Edward Lee, Kartki wyrwane z podróżnego dziennika, recenzja

Autor: Edward Lee
Tytuł: Kartki wyrwane z podróżnego dziennika
Wydawnictwo: Dom Horroru
Rok wydania: 2019
Liczba stron: 98
Ocena: 10/10

Horror ekstremalny to bardzo specyficzny gatunek literacki. Nie każdy się w nim odnajdzie, gdyż na porządku dziennym spotkać tu można okrucieństwo, przemoc, seks i tak dalekie przekraczanie granic tabu, iż mogą was nawiedzić koszmary. Edward Lee to niewątpliwie mistrz tego gatunku. Wielokrotnie zetknąłem się z bardzo pozytywnymi opiniami na temat jego twórczości m.in. na stronie „Wielki Buk” i „OliWolumin”. W tym roku postanowiłem pokonać swoje obawy i sięgnąć po jedną z jego książek. Wybór padł na „Kartki wyrwane z podróżnego dziennika” od wydawnictwa Dom Horroru.

Fabuła książki

„Kartki wyrwane z podróżnego dziennika” to nowela licząca niecałe 100 stron. To, co ją wyróżnia to umiejscowienia Howarda Phillipsa Lovecrafta w roli głównego bohatera. Tematem powieści są jego wspomnienia z przedziwnej przygody, jakiej doświadczył w czasie majowej podróży do Nowego Orleanu. Na skutek awarii autobusu, gdzieś na bezdrożach stanu Wirginia, Howard wraz z kierowcą i mechanikiem decydują się wybrać do wesołego miasteczka, będącego własnością niejakiego pana O’Slaughnassey’a. W tym miejscu pełnym rozmaitych dziwów i potworności spotka udręczoną przez los bezzębną kobietę z okaleczonymi nogami. Ta noc zmieni jego życie i obarczy go piętnem, z którym będzie się musiał mierzyć przez resztę życia.

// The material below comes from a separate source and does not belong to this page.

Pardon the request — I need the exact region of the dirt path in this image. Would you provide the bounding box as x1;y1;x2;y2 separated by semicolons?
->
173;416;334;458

Książka „Kartki wyrwane z podróżnego dziennika” to moje pierwsze spotkanie z twórczością Edward’a Lee. Czułem pewną obawę, sięgając po tę książkę, gdyż w przeszłości miałem okazję czytać inną pozycję z gatunku horror ekstremalny - „Folk” Tomasza Czarnego i Marcina Piotrowskiego.  Wówczas średnio przypadła mnie do gustu. W trakcie czytania kilka razy musiałem zrobić sobie przerwę i się przewietrzyć.  

Wbrew moim obawom „Kartki wyrwane z podróżnego dziennika” ogromnie mi się spodobała. Kreacja Lovecrafta, jak i innych bohaterów była genialna i niezwykle sugestywna. Bawiłem się wybornie, czytając o kolejnych perypetiach Howarda, zarówno w cyrku, jak i później w lesie. Również zakończenie było bardzo mocne i stanowiło idealne zwieńczenie tej niezwykłej, makabrycznej historii.

Podsumowanie

Dzieło Edward’a Lee „Kartki wyrwane z podróżnego dziennika” to książka, o której nie sposób zapomnieć. Obrazy przedstawione przez autora zagnieżdżają się w pamięci czytelnika i nie pozwalają zamknąć tej książki. W moim wypadku przeczytanie tej noweli stanowiło powtórne otwarcie się na horror ekstremalny. Mam nadzieję, że inne książki autora, również mnie zachwycą.